The man must’ve understood some of our exchange. “What did she say?” 

“She asks me to kill her if she’s too sick.”  

He gasped. “Is she ill?” 

I looked at mom gazing at us, waiting for me to tell her what he’d asked. “Yes. She is. In the brain.” 

There was a note of surprise from the concierge in Rome when we arrived. “Mother and daughter?” he asked with furrowed brows.  

“Yes.” 

“I thought you were reserving for man and wife.” 

“Hmm, no.” 

“What’s he saying?” mom asked. I explained. “That’s funny. Why would he think that?”

“I dunno. Sometimes Italian is harder over the phone,” I said. 

He showed us to our room. “Good God,” I heard her say.  

I turned to see that the walls were covered with erotic paintings. Some had a BDSM theme while others were just very intricate portrayals of intense lovemaking. An ornate king-sized bed was in the middle. 

“Damn,” I turned back but he was gone.  

“It’s okay, Melin.

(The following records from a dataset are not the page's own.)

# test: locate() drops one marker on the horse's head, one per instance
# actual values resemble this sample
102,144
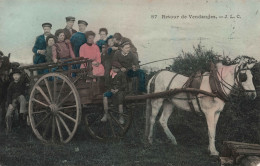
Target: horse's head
244,78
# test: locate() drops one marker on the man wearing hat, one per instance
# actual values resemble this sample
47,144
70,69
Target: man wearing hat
79,38
119,40
68,30
16,94
39,47
117,89
130,65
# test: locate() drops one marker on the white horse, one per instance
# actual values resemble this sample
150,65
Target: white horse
210,106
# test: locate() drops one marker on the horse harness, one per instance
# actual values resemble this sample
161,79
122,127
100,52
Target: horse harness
216,85
194,81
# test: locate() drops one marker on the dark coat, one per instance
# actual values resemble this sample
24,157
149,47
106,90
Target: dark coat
133,49
68,34
40,44
118,82
77,40
126,61
16,89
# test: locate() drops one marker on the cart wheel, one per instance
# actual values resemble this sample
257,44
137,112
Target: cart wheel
111,129
54,108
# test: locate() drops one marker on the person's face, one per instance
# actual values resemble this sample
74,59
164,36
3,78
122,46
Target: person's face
16,76
115,69
70,24
103,49
103,35
110,42
46,31
126,49
82,27
90,39
115,41
61,37
51,42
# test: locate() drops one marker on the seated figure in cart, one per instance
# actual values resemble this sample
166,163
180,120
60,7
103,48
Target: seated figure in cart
91,51
130,65
16,94
117,88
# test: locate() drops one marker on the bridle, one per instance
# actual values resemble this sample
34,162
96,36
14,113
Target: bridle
238,79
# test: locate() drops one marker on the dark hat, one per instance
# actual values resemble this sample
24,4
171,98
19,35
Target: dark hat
125,43
109,37
15,70
46,25
70,18
82,22
116,64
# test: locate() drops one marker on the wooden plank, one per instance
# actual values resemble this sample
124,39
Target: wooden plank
164,94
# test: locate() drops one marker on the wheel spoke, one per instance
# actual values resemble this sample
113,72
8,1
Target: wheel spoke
43,94
116,121
93,121
39,112
63,83
42,120
37,101
119,113
54,88
64,99
48,88
67,116
67,107
111,126
59,130
47,127
64,124
53,129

Don’t worry.” 

I took a shower. When I came out, mom gestured to the wall where towels hung over the sex pictures.

“Look, I fixed it!”

“I wanted to be helpful so I asked housekeeping and voila…”  As she pointed to her handiwork, one of the towels slipped off to reveal a couple in the 69 position.  “Well, I almost fixed it,” she said. “Look at them go.”  

She spent the day shopping while I saw the Roman Forum and the Borghese Gardens. We met up in our honeymoon suite in the late afternoon and went to dinner. Afterward, we sat in Piazza Navona and had ice cream.  

“Your dad always said he’d take me here. But I’m glad I got to come with you,” she said. 

A couple of days later, we met the boat to the Venice airport. I was sad to see her go. We both fumbled around, searching for the words to explain ourselves. For a while, we tried hard to force our language on each other but instead, she just hugged me and told me she loved me. 

“I know you think I’m silly and that I don’t understand you. I don’t…a lot of the time. We are so very different,” she explained. “But I admire your strength. You’ll get it one day, how hard it is to let go.”

That was the first thing she said that I really understood. “I love you,” I said. 

“I know.” She smiled.

Then, she touched her own luggage—for the first time since she arrived in Italy, I might add—barely pushing it towards the boatman before he grabbed it.  

“Do you speak English?” I heard her say as he helped her aboard. 

I turned to go back down the crooked alleyway, nearly tripping over a paper bag she’d left behind. I grabbed it, ready to call after her when I felt the edge of the crisp, pink, linen blouse inside.

“Son of a bitch,” I muttered to myself. 

“YOU’RE A SPRING! WHETHER YOU LIKE IT OR NOT!” I heard my mom shout as the boat puttered slowly away towards fog curling over the water.